For Allen, the fashion merchandiser, her loans have been difficult for her entire family. Her mother, a Texas state worker, just finished paying her own loans — so now she’s working on loans she took out for her daughter. With the loan forgiveness program, she might be able to get a house. But as it is, Allen says, “we never go on vacations. I only see my family once a year, because that’s all I can afford. I only see my mom once a year. It just weighs on you, year after year when you’re trying to pay off this debt. And, you know, it’s hard to even think of a future for myself.”
Freeing borrowers and their families from crushing debt during an economic crisis would allow them to buy homes and cars, to pursue new opportunities, to give money to other people rather than the government. It’s a powerful stimulus at a time when the Republican-controlled Senate has been reluctant to help people.
Even though substantial debt relief would provide a needed economic boost, Biden has been hesitant. Instead of offering up to $50,000 in blanket forgiveness of government loans to all borrowers, Biden has pledged to use government funds to pay off up to $10,000 in private loans for economically distressed borrowers, though details on who exactly would get aid under that definition are fuzzy. He hasn’t said much publicly about Warren and Schumer’s proposal.
Berman is disappointed by Biden’s plan. “It’s just a gesture,” she says. “Federal loans are such a large fraction of the total, and it’s not even $10,000 for all the people who hold private loans. It’s just for people who meet this particular definition of economic hardship.”

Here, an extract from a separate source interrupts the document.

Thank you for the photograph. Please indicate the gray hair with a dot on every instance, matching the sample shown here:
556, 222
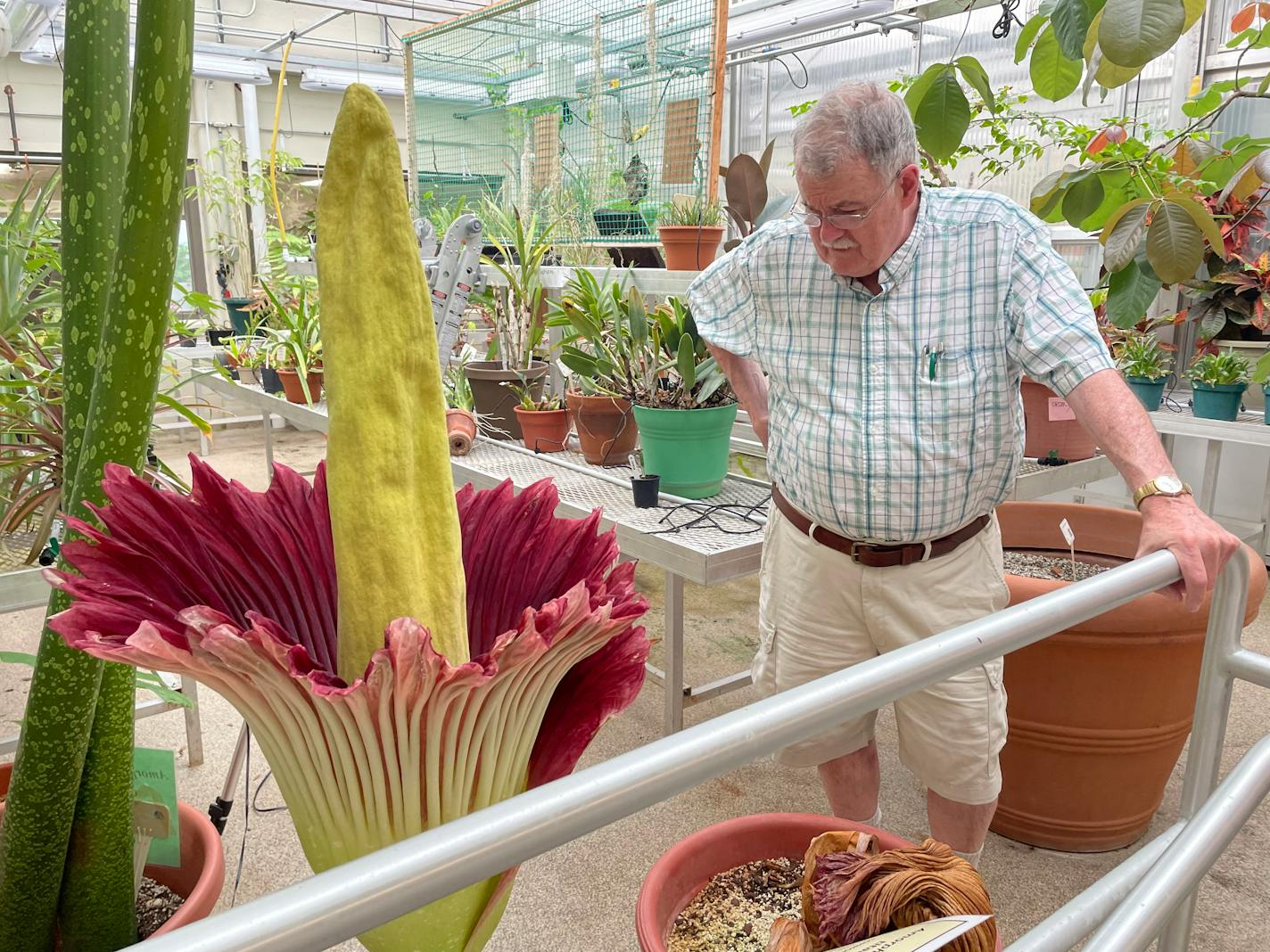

Schumer is firmly in the mainstream of the Democratic Party, and he has a lot of influence. It seems plausible that he may be able to pressure Biden to take executive action to back his and Warren’s plan and erase $50,000 in debt for people like Allen and Anderson and Silverberg. If he did, it would be a historic decision. “If this actually happens, it will automatically raise Biden into a top 10-15 president,” tweeted University of Rhode Island labor historian Erik Loomis. “[It] would be an amazing move that transforms the lives of millions of Americans.”
Over the last decades, we have created a society in which education no longer expands students’ worlds, but instead, via debt, crushes and limits them. Biden has the power to start to change that. He should use it.